Irkutsk is an ancient Siberian city which serves as a cultural capital of the vast Eastern region. Bright contrasting light, faultless expressiveness of nature with its high mountains and wild rivers, and cultural potential of the city formed the characteristic specificity of the region. Here colors and factures are more important than academic fancies. Painting is mostly figurative and linked to the city, people and the surrounding nature. It is difficult to escape the charm of Baikal and Angara landscape.

Another feature of Irkutsk’s painting is in its self-sufficiency. It is not an export product but an autonomous form of artistic life, a regional form of self-knowledge which exists according to its own rules. Artists work for themselves, for Irkutsk citizens (recently also for Chinese market), live according to their own time, away from post-modernistic games, not chasing after global trends. Probably, the brightest period of Irkutsk painting happened in 1970-80-90 as a part of the second wave of Russian avant-garde.

Exhibition presents several chosen pages from the history of Irkutsk painting from 1980s until now. Its exposition features works by Andrei Rubtsov, Galina Novikova, Vitaliy Smagin, Boris Desyatkin, Nikolai Vershin and others. Unfortunately, many authors have passed away by now and most works were gathered from private collections, most notable of which are those of Victor Bronstein and Albert Lutikov.

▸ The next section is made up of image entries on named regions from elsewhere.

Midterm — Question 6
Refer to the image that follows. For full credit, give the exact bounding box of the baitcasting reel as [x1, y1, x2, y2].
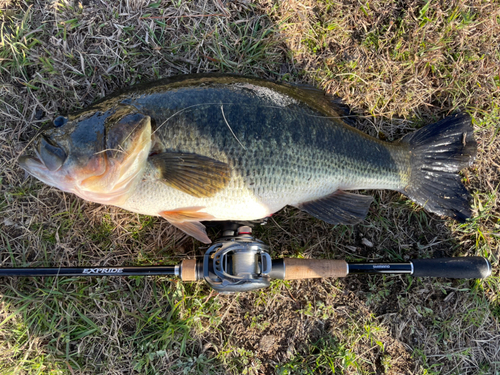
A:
[0, 223, 491, 294]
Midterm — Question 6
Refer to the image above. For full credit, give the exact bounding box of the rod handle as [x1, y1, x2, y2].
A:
[283, 258, 348, 280]
[411, 256, 491, 279]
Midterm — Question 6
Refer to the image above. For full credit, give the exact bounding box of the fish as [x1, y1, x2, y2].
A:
[19, 74, 477, 243]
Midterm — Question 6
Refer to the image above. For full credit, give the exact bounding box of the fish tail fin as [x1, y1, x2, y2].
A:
[401, 114, 477, 222]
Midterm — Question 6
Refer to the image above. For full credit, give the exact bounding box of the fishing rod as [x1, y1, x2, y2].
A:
[0, 223, 491, 294]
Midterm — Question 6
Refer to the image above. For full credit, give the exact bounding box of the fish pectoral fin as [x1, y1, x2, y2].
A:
[296, 190, 373, 224]
[159, 207, 215, 244]
[149, 152, 231, 198]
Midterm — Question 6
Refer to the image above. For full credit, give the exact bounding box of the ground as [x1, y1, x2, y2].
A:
[0, 0, 500, 374]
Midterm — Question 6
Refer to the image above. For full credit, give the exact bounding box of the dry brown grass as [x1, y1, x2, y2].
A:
[0, 0, 500, 374]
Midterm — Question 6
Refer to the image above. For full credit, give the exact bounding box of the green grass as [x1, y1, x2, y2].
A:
[0, 0, 500, 374]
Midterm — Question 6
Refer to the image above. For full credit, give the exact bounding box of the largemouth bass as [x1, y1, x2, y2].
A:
[20, 75, 476, 243]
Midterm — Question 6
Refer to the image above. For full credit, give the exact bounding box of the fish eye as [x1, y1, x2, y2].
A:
[54, 116, 68, 128]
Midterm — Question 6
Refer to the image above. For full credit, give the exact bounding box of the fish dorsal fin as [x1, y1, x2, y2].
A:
[159, 207, 214, 244]
[149, 151, 230, 198]
[297, 190, 373, 224]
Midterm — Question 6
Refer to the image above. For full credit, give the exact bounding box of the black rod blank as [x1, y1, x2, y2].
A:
[0, 266, 179, 277]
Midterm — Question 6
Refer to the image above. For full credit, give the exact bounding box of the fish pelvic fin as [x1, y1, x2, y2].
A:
[296, 190, 373, 224]
[400, 114, 477, 222]
[149, 152, 231, 198]
[159, 207, 215, 244]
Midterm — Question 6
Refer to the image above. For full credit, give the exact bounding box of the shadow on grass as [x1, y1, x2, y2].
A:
[0, 1, 500, 374]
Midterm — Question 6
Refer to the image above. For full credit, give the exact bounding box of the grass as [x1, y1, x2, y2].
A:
[0, 0, 500, 374]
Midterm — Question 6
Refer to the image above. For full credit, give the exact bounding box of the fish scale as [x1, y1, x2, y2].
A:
[20, 75, 477, 242]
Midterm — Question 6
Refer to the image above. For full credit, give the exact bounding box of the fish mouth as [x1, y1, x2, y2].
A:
[19, 134, 68, 172]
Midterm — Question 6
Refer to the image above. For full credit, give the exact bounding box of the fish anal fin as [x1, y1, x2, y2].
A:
[159, 207, 215, 244]
[296, 190, 373, 224]
[149, 151, 231, 198]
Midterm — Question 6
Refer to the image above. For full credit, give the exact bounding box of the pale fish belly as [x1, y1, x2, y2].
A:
[120, 165, 395, 220]
[120, 170, 276, 220]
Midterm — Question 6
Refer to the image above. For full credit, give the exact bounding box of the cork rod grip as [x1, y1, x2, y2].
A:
[284, 258, 348, 280]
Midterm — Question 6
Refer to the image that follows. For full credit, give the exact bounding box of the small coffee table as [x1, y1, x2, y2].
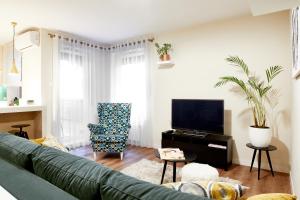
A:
[154, 149, 197, 184]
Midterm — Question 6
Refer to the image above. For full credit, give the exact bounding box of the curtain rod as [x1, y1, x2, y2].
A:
[48, 33, 154, 50]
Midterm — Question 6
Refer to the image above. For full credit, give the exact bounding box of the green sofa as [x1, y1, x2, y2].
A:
[0, 133, 205, 200]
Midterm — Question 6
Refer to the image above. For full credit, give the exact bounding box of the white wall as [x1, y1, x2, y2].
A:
[152, 12, 291, 172]
[22, 46, 42, 104]
[0, 46, 3, 85]
[291, 79, 300, 197]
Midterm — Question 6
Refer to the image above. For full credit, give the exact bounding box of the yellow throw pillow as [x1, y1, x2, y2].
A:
[163, 181, 248, 200]
[247, 193, 297, 200]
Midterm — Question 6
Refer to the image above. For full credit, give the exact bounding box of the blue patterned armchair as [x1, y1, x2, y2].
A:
[88, 103, 131, 160]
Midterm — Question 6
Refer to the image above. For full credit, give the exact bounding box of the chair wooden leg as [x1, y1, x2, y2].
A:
[94, 152, 97, 161]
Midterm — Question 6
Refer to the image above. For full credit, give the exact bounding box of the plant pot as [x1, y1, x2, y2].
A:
[249, 126, 272, 147]
[160, 54, 171, 61]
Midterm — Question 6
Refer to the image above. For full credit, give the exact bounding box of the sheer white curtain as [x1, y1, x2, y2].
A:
[52, 37, 109, 148]
[111, 41, 153, 147]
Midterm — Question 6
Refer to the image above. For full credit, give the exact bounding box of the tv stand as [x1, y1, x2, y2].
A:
[161, 130, 232, 170]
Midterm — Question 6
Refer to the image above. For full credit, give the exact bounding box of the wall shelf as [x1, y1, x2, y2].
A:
[157, 60, 175, 68]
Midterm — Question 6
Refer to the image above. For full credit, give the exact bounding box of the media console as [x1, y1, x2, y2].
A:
[161, 130, 232, 170]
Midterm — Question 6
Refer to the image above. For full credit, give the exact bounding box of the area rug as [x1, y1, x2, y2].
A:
[121, 159, 181, 184]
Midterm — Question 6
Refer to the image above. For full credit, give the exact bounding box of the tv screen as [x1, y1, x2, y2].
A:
[172, 99, 224, 134]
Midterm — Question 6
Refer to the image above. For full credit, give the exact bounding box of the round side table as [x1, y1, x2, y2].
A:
[154, 149, 197, 184]
[246, 143, 277, 180]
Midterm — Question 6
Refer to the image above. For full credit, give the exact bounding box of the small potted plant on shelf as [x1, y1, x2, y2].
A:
[215, 56, 283, 147]
[155, 43, 172, 61]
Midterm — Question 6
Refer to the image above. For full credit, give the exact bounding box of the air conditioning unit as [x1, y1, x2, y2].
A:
[15, 31, 40, 51]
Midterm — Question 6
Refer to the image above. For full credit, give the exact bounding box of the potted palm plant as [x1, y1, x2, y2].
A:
[155, 43, 172, 61]
[215, 56, 283, 147]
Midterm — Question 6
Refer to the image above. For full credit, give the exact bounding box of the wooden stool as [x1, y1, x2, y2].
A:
[11, 124, 30, 139]
[246, 143, 277, 180]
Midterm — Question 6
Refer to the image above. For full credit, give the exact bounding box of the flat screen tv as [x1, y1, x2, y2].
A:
[172, 99, 224, 134]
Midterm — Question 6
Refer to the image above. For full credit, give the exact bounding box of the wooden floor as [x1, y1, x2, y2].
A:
[71, 146, 291, 197]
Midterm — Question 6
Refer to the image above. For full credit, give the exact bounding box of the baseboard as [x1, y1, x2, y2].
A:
[232, 159, 290, 173]
[290, 171, 295, 194]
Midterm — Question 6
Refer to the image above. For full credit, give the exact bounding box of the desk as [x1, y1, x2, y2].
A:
[0, 105, 43, 139]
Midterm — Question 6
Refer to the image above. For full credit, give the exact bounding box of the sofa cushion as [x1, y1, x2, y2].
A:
[0, 158, 76, 200]
[0, 133, 39, 171]
[100, 171, 207, 200]
[32, 146, 111, 199]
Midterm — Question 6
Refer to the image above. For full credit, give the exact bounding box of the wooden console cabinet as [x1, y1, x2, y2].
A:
[161, 131, 232, 170]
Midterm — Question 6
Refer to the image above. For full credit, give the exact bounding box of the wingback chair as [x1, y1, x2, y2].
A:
[88, 103, 131, 160]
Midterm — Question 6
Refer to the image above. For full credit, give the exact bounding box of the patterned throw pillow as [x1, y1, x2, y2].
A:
[164, 181, 248, 200]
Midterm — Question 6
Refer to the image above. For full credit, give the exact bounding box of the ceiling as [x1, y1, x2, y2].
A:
[0, 0, 300, 44]
[0, 0, 250, 44]
[0, 0, 300, 44]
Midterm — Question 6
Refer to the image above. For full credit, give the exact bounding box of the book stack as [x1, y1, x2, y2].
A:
[158, 148, 185, 160]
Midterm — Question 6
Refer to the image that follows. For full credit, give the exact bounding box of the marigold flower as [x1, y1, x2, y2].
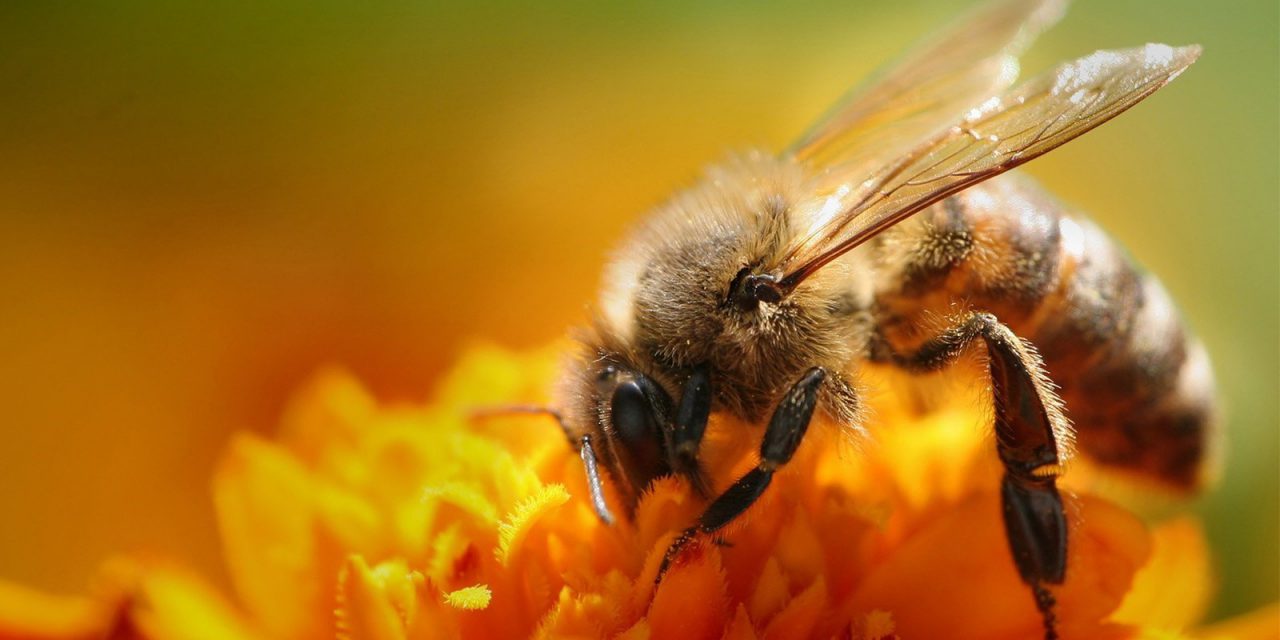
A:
[0, 348, 1280, 640]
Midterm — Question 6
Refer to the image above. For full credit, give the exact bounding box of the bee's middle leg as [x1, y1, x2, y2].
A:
[657, 367, 827, 581]
[878, 312, 1070, 640]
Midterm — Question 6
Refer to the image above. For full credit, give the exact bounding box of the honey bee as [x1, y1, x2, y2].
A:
[547, 0, 1215, 637]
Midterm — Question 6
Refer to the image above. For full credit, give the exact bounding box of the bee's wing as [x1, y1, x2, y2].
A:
[781, 45, 1201, 288]
[788, 0, 1066, 168]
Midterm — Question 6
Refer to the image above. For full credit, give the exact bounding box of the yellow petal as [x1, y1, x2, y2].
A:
[444, 585, 493, 611]
[334, 556, 416, 640]
[494, 484, 568, 567]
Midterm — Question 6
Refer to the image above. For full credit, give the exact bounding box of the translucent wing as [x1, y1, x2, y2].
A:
[790, 0, 1066, 170]
[780, 45, 1201, 291]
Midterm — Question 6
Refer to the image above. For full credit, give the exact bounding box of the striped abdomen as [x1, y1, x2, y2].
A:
[873, 171, 1215, 489]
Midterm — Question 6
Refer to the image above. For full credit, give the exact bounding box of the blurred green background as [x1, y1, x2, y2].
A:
[0, 0, 1280, 616]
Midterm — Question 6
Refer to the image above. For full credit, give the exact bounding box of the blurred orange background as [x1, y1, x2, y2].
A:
[0, 0, 1280, 622]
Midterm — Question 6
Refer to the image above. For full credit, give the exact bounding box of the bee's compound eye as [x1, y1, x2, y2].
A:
[611, 381, 658, 447]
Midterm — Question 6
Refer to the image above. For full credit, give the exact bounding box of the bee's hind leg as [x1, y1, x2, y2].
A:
[657, 367, 827, 581]
[879, 312, 1070, 640]
[663, 364, 712, 498]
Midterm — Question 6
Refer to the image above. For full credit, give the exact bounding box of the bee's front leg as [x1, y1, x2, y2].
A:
[657, 367, 827, 581]
[881, 312, 1071, 640]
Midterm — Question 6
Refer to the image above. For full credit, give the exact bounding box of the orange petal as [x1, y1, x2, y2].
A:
[1111, 517, 1215, 631]
[214, 434, 325, 637]
[722, 604, 759, 640]
[649, 541, 728, 639]
[749, 557, 791, 623]
[840, 493, 1149, 637]
[129, 570, 259, 640]
[764, 576, 827, 640]
[0, 581, 111, 640]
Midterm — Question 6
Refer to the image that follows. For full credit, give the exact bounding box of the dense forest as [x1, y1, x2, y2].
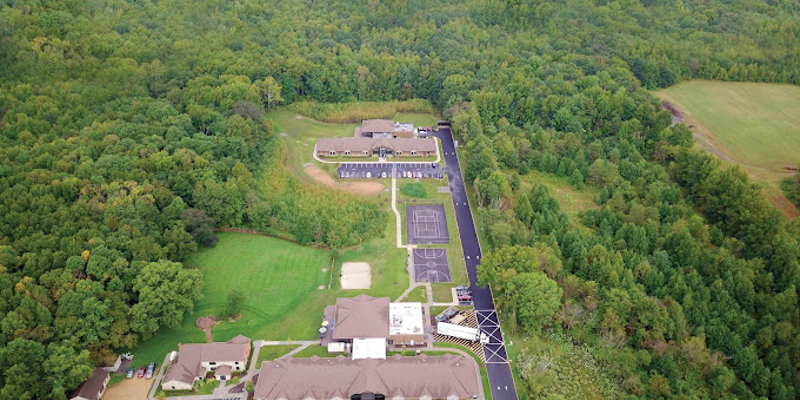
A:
[0, 0, 800, 399]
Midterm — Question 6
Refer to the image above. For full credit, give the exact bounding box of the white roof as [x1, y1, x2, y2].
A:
[328, 342, 344, 353]
[389, 303, 423, 336]
[353, 338, 386, 360]
[436, 322, 478, 341]
[394, 122, 414, 132]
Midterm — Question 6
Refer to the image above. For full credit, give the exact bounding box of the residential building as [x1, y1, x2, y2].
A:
[161, 335, 250, 390]
[69, 368, 110, 400]
[253, 354, 481, 400]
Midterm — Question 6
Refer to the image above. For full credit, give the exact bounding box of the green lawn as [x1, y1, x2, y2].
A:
[403, 286, 428, 303]
[394, 113, 439, 127]
[266, 107, 437, 183]
[128, 233, 331, 365]
[431, 283, 456, 303]
[657, 81, 800, 181]
[516, 171, 597, 220]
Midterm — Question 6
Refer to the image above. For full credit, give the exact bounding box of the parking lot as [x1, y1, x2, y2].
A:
[336, 163, 444, 179]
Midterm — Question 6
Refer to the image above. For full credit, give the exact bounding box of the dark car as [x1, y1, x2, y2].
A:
[144, 362, 156, 379]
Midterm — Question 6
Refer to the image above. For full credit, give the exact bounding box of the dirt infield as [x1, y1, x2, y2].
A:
[341, 262, 372, 289]
[103, 378, 155, 400]
[305, 165, 386, 194]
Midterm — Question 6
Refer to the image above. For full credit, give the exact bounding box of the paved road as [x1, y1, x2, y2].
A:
[435, 126, 517, 400]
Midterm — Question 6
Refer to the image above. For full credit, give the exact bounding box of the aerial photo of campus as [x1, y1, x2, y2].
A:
[0, 0, 800, 400]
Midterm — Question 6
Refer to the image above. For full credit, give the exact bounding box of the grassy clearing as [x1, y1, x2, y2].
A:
[132, 224, 408, 365]
[133, 233, 331, 364]
[394, 112, 439, 127]
[403, 286, 428, 303]
[431, 283, 456, 303]
[289, 99, 436, 122]
[397, 179, 468, 285]
[400, 182, 428, 199]
[256, 344, 300, 368]
[509, 171, 597, 220]
[266, 109, 356, 184]
[656, 81, 800, 182]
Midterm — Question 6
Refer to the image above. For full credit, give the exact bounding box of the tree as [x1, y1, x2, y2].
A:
[130, 260, 202, 336]
[256, 76, 283, 110]
[225, 288, 245, 317]
[181, 208, 217, 247]
[507, 271, 562, 334]
[43, 342, 93, 398]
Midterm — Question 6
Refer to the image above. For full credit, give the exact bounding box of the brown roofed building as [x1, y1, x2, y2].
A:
[332, 294, 389, 341]
[253, 354, 481, 400]
[161, 335, 250, 390]
[314, 137, 436, 157]
[70, 368, 110, 400]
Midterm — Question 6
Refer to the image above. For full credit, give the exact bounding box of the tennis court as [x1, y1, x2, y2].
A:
[406, 204, 450, 244]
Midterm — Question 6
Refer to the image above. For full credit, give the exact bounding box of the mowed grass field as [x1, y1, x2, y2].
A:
[657, 81, 800, 182]
[131, 224, 408, 365]
[266, 108, 438, 182]
[133, 233, 331, 365]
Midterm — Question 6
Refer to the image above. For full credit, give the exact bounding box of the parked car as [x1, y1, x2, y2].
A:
[144, 362, 156, 379]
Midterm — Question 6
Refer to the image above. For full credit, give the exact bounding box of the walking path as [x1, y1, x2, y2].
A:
[435, 126, 517, 400]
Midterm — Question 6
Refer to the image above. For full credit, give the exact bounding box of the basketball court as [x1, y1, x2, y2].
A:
[406, 204, 450, 244]
[414, 249, 453, 283]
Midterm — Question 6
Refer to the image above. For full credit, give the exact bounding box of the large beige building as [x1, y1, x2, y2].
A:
[161, 335, 250, 390]
[353, 119, 414, 139]
[314, 137, 436, 157]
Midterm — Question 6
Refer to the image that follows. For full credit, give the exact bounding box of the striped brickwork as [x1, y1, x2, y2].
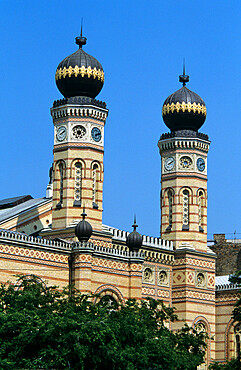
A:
[0, 199, 52, 235]
[172, 249, 215, 362]
[158, 137, 209, 251]
[51, 105, 108, 231]
[215, 289, 241, 362]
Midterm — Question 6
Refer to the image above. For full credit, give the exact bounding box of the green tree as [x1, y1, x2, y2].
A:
[0, 276, 206, 370]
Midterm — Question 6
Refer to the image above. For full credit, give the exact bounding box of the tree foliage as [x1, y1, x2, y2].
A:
[0, 276, 206, 370]
[209, 271, 241, 370]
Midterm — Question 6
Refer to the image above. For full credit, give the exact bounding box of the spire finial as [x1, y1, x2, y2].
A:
[81, 205, 87, 220]
[75, 18, 87, 49]
[80, 18, 83, 37]
[132, 214, 138, 231]
[179, 58, 189, 86]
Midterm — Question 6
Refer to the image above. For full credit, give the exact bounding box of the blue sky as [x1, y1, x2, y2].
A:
[0, 0, 241, 237]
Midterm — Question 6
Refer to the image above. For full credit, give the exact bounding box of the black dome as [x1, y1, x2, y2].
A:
[162, 71, 206, 131]
[55, 35, 104, 98]
[74, 210, 93, 242]
[126, 219, 142, 252]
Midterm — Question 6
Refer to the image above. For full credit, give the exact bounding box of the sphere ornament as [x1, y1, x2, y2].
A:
[55, 30, 104, 98]
[75, 208, 93, 242]
[162, 67, 207, 132]
[126, 216, 142, 252]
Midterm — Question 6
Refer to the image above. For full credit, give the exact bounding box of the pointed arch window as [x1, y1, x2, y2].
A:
[182, 190, 189, 230]
[74, 162, 82, 207]
[234, 324, 241, 358]
[166, 190, 173, 231]
[92, 164, 98, 208]
[56, 162, 64, 209]
[198, 191, 204, 232]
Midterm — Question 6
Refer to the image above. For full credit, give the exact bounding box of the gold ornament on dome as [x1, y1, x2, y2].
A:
[162, 101, 207, 116]
[55, 66, 104, 82]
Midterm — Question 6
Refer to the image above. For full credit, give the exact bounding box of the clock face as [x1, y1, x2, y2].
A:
[72, 125, 86, 139]
[91, 127, 101, 142]
[197, 158, 205, 172]
[164, 157, 175, 171]
[56, 126, 67, 141]
[180, 156, 192, 168]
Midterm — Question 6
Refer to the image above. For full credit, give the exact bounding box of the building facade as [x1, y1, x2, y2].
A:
[0, 35, 241, 368]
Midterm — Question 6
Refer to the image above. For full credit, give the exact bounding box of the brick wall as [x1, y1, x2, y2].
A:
[210, 234, 241, 276]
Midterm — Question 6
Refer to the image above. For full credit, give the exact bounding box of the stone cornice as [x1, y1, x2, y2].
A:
[158, 137, 210, 153]
[50, 104, 108, 122]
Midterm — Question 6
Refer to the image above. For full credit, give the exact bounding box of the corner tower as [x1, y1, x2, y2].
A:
[51, 31, 108, 230]
[158, 69, 210, 251]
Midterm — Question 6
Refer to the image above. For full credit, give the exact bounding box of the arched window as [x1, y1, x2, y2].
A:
[56, 162, 64, 209]
[234, 324, 241, 357]
[99, 294, 118, 311]
[194, 321, 208, 370]
[166, 190, 173, 231]
[74, 162, 82, 207]
[182, 190, 189, 230]
[198, 191, 204, 232]
[92, 164, 98, 208]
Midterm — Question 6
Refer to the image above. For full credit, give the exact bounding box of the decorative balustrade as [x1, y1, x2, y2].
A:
[0, 229, 71, 250]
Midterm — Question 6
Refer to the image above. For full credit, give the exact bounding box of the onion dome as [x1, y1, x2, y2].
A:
[126, 216, 142, 252]
[74, 209, 93, 242]
[162, 66, 207, 131]
[55, 29, 104, 98]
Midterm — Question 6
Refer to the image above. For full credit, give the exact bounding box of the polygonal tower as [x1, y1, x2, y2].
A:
[51, 31, 108, 230]
[158, 69, 210, 251]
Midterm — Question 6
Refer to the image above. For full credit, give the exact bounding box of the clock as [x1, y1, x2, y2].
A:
[164, 157, 175, 171]
[56, 126, 67, 141]
[72, 125, 86, 139]
[180, 156, 192, 168]
[91, 127, 101, 142]
[197, 158, 205, 172]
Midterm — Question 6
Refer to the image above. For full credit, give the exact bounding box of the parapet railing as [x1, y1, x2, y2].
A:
[104, 227, 173, 250]
[0, 229, 71, 250]
[215, 283, 240, 290]
[72, 241, 144, 259]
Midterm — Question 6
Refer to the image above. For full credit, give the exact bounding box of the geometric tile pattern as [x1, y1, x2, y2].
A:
[157, 289, 170, 298]
[174, 257, 215, 269]
[142, 287, 155, 296]
[173, 271, 186, 284]
[172, 290, 215, 301]
[216, 293, 241, 302]
[208, 274, 215, 288]
[0, 244, 68, 264]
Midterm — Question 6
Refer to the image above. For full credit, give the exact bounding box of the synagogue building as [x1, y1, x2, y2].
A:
[0, 34, 241, 369]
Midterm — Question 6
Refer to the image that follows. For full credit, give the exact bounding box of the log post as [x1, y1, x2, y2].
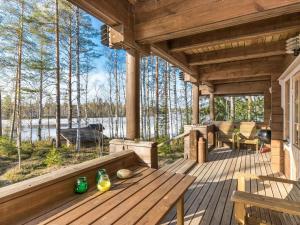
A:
[126, 49, 140, 140]
[192, 83, 200, 125]
[189, 130, 199, 162]
[209, 93, 215, 121]
[198, 137, 207, 164]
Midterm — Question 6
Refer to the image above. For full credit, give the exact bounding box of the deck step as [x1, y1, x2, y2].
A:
[160, 159, 196, 174]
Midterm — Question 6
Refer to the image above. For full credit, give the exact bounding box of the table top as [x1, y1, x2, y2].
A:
[29, 167, 195, 225]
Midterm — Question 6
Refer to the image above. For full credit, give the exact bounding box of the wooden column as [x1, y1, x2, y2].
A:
[264, 90, 271, 126]
[192, 83, 200, 125]
[209, 93, 215, 121]
[126, 50, 140, 140]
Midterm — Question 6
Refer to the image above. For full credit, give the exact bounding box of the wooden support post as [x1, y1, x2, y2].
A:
[209, 93, 215, 121]
[198, 137, 207, 164]
[176, 195, 184, 225]
[126, 50, 140, 140]
[192, 83, 199, 125]
[189, 130, 199, 162]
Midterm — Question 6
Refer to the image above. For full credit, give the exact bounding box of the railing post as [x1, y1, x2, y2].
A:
[192, 83, 200, 125]
[198, 137, 206, 164]
[126, 49, 140, 140]
[189, 130, 199, 162]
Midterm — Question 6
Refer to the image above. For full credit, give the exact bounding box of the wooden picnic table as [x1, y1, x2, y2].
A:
[28, 167, 195, 225]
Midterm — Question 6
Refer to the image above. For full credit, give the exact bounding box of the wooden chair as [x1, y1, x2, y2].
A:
[216, 121, 236, 149]
[236, 122, 259, 151]
[231, 173, 300, 225]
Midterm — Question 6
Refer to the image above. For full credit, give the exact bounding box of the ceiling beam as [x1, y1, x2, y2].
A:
[212, 75, 271, 85]
[135, 0, 300, 43]
[198, 56, 285, 81]
[201, 81, 271, 95]
[170, 13, 300, 52]
[188, 41, 286, 66]
[68, 0, 138, 48]
[151, 43, 198, 75]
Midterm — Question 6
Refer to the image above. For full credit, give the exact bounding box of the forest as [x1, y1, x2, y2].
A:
[0, 0, 264, 186]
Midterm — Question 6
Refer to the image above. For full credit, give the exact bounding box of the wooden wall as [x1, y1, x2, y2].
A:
[271, 75, 284, 172]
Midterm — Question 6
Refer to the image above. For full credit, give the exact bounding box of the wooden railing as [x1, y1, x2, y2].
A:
[157, 132, 190, 148]
[0, 151, 138, 225]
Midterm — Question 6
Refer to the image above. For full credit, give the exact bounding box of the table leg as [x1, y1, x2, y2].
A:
[176, 196, 184, 225]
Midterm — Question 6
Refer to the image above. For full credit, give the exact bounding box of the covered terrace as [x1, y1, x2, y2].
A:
[0, 0, 300, 225]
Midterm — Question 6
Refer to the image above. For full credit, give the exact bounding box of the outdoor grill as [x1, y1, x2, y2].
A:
[257, 129, 272, 152]
[257, 129, 271, 144]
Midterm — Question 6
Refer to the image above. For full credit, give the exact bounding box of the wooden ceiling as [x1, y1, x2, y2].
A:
[70, 0, 300, 84]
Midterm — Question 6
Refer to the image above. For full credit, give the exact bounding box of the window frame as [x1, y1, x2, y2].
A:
[290, 73, 300, 149]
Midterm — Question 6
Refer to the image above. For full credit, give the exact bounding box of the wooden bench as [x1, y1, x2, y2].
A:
[236, 122, 258, 151]
[0, 151, 195, 225]
[231, 173, 300, 225]
[161, 158, 197, 174]
[215, 121, 236, 149]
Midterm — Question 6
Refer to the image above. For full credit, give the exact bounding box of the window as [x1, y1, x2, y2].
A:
[284, 80, 291, 140]
[215, 95, 265, 122]
[294, 75, 300, 147]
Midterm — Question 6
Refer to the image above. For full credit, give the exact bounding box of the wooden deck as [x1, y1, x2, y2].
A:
[162, 149, 300, 225]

One of the exhibition’s tasks is to introduce the figure of Boris Desyatkin to wider audience. His works are little known beyond the borders of the eastern Siberia. His freely expressive painting manner is characterized by sharp and continental features with a touch of suicidal vitality prompted by the self-destructive personality of the author.

“Irkutsk Story” is the first exhibition of a museum level of Irkutsk painters in St Petersburg. It is also the first attempt to define Irkutsk artistic identity. Basically, Irkutsk is another far-away Russia which is situated in a different landscape, climate, and cultural context.

The featuring artists are united not only by their geographical and historical backgrounds but also by their shared aspiration towards the pure painting and metaphorical perception of the surrounding environment. Their painterly techniques are strictly personal while their artistic trajectories are defined by time and space.

The exhibition is a collaborative effort of Erarta Museum and Galleries of Contemporary Art and Irkutsk gallery Dias, and it has been organized as a part of “Russia in Erarta” project.